BAB SEBELAS

9.4K 817 0
                                    

Sedari tadi pandangan Jansen tak bisa beralih dari wanita yang duduk di seberang meja makan, tepat di depannya, tengah menikmati sarapan pagi ini. Dengan gerakan lambat, pemuda itu mengunyah pelan sarapannya, membuat Jean yang duduk di samping Jansen merasa janggal dengan kakak laki-lakinya tersebut.

Sebenarnya, ada sesuatu yang terus mengganggu pikiran Jansen sejak ia bangun pagi tadi, mulai dari posisinya tidur, letak stik playstation yang ia yakini semalam masih ia pegang dan tiba-tiba pagi tadi berpindah di bawah kolong meja tempat playstation-nya berada, tidak mungkin 'kan jika benda bisa berpindah tempat sendiri?

Lalu satu hal lagi yang sangat mengganggu pikiran Jansen adalah mimpi aneh— entah itu mimpi atau bukan, Jansen merasakan kehadiran Dera di kamarnya semalam, wanita itu yang menyelimuti dan membetulkan posisi tidurnya, wanita itu juga yang mematikan lampu kamar, mengusap kepala dan mengecup keningnya, terasa sangat nyata, namun Jansen tak yakin.

Lagipula untuk apa Dera terbangun di jam larut seperti itu, Jansen sendiri ingat jika semalam ia terjaga hingga jam sebelas lantas bermain playstation beberapa menit dan tertidur.

"Jansen?"

Tersentak, Jansen tersadar dari lamunannya, mendongak dengan ekspresi bingung sekaligus terkejut, menatap sang empu yang memanggil namanya.

"Kamu kenapa?
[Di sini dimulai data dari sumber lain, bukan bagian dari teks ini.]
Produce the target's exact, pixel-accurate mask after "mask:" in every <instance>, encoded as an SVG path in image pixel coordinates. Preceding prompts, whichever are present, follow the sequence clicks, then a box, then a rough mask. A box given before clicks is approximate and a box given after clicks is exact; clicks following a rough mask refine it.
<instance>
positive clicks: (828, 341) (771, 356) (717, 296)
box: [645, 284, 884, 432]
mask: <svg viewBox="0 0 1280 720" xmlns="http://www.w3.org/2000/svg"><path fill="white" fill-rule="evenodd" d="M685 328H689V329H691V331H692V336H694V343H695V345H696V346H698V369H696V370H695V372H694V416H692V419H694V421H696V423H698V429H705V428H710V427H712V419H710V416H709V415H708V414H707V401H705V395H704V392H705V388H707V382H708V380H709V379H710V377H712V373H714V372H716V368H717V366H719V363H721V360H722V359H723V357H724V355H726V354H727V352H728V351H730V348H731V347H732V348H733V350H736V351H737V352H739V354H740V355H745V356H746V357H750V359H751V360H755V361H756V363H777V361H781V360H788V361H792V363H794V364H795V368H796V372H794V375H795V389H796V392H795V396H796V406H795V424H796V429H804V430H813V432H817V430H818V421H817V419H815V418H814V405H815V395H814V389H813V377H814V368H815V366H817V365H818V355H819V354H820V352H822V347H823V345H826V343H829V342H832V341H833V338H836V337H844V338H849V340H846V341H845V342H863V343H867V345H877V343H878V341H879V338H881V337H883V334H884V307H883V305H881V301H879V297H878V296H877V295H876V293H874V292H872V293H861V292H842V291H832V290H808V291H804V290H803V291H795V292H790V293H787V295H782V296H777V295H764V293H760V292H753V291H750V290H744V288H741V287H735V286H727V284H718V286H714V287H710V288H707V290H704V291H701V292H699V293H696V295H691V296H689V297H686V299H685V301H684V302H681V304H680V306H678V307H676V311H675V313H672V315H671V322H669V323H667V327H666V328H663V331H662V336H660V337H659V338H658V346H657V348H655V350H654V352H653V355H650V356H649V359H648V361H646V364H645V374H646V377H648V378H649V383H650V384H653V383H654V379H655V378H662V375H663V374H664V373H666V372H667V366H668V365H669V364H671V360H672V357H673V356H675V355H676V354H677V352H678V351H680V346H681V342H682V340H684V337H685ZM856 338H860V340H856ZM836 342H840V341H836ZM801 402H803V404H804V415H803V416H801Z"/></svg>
Makanannya nggak enak, ya?" tanya Dera, sadar dengan cara makan Jansen yang tak seperti biasa, pemuda itu juga melamun sambil memainkan sendoknya.

Jansen mengerjap, menatap makanan yang masih tersisa banyak di atas piringnya lalu kembali mendongak pada kedua adik serta ibu sambung yang sama-sama menatap padanya.

"Kakak kenapa?" tanya Raiden, mengerjap, menatap Jansen.

Jansen menggeleng. "Nggak apa-apa," jawab pemuda itu, melanjutkan acara sarapan paginya, membuat Jean memicingkan mata, sepertinya benar jika ada yang tidak beres dengan kakak laki-lakinya itu.

"Kenapa lagi?" tanya Jean, mencondongkan tubuhya mendekat pada Jansen, berbisik.

Tanpa mengeluarkan suara, Jansen kembali menggeleng, menyendok satu kali lagi makanan yang ada di piring lalu meneguk air putih yang berada di dalam gelas dan berdiri, membuat kursi yang ia duduki tadi sedikit bergeser ke belakang karena pergerakannya. Tanpa mengatakan sepatah kata pun, Jansen melenggang pergi meninggalkan meja makan dan penghuninya yang dilanda kebingungan.

"Kakak kenapa?" tanya Raiden, menatap Jansen yang tiba-tiba pergi.

Mengembuskan napas pelan, Jean yakin jika ada sesuatu yang sedang mengganggu pikiran Jansen saat ini. "Nggak usah dipikirin, lanjutin aja sarapannya," ujar Jean, tersenyum kecil pada Raiden.

Sedang Dera sendiri masih memperhatikan punggung yang menghilang di balik tembok dapur beberapa menit yang lalu. Semenjak Jayden tak ada di rumah, Jansen memang tak lagi mengatakan sesuatu yang membuat Dera sakit hati seperti sebelumnya, namun sikap dan diamnya pemuda itu justru membuat Dera khawatir. Terlebih lagi, Jansen terlihat sering melamun seperti sedang memikirkan sesuatu beberapa hari akhir ini.

Membuang napas pelan, Dera menuang air ke dalam gelas, lantas meneguknya sedikit, sebelum beralih menatap kedua pemuda yang masih duduk di depannya itu.

"Setelah ini, Mommy akan pergi ke butik sebentar, kalau kalian mau keluar, jangan lupa hubungi Mommy dulu, ya?" ujar Dera, menatap Jean dan Raiden bergantian.

"Raiden nggak punya nomornya Mommy," ujar Raiden membuat Dera mengerjap.

"Iya?" beo wanita itu, lantas segera tersenyum kecil. "Nanti Mommy kasih, sekarang dihabisin dulu sarapannya, ya," ujarnya lagi, dibalas anggukan oleh Jean dan Raiden.